Please tell me about yourselves and your interests. If we can’t do this, maybe we can do something else.
Two of more cameras a few miles can be used for cloud distance estimation. I know there are groups using dual frequency GPS receiver data to estimate ionospheric electron densities and electron column densities. And I am pretty sure water vapor column masses. I see a lot of experiments going on globally. But they are all disconnected, often fail because the groups never meet and build connections and synergies.
I kept writing trying to remember something. I watched Elon Musk putting up all the satellites, and they are a visible and probably permanent part of the night sky. I wanted to ask him to add all sky cameras to every new satellite. He has Intenet, and can add fairly low cost high quality cameras to look down, but more importantly to look outward. Potentially there could be all sky cameras on geosynchronous satellites and microsatellites. A permanent clear sky for people in cities that never see them.

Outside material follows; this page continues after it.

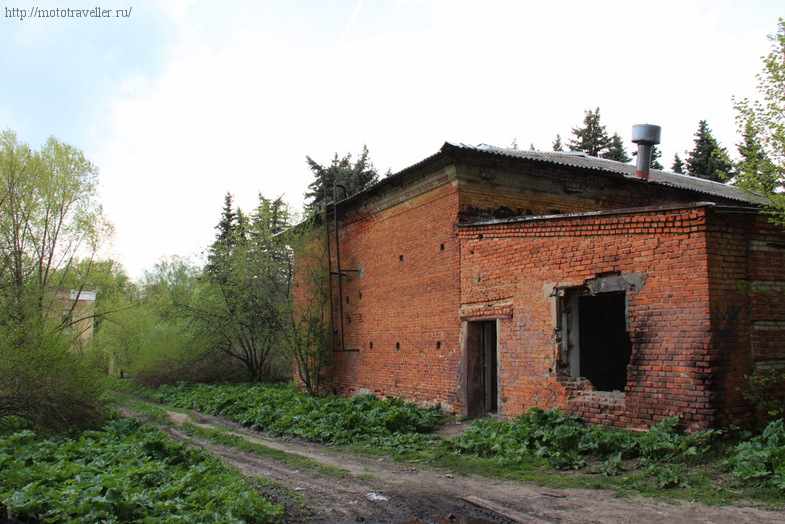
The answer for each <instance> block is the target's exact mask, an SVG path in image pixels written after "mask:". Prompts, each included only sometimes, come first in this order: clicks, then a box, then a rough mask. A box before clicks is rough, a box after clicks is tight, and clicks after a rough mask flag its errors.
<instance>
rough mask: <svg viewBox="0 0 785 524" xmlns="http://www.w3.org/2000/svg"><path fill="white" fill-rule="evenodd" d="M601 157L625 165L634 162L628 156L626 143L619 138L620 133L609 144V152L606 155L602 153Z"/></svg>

I think we owe a clear view of the night and day sky to every child and person on earth (moon and mars and space soon)
I have not heard from ABC13. I will see if I can call the station manager or someone in the weather department. I only had a little time. They just happen to be close to me. One camera is just over a mile away and the other five miles. If they had all sky (180 degree, fish eye, “all sky” different names) cameras the two locations would overlap. They can keep the existing views but add “scientific” cameras for “education”, “astronomy”, “meteorology”. I want to see about monitoring and recording segments where the planets and moon and stars are available. These are shared on YouTube. I am Director of the Internet Foundation, I can write useful global policies and best practices – eventually. Sharing grows markets and collaborative communities 100 times faster than hoarding and monopolies is the general rule.
I will see about talking to schools about machine vision, machine learning, and big data methods using these simple and available camera and related data streams. It is real and practical, something that can be seen and tried with any browser.
I put this note at /?p=1455 I never post emails. If anyone wants to try this, I will see about getting a domain and website and sharing tools. I will try to organize my notes and share them. My son, Ben, helps me on many things. And my brother, Clif, can build efficient distributed networks.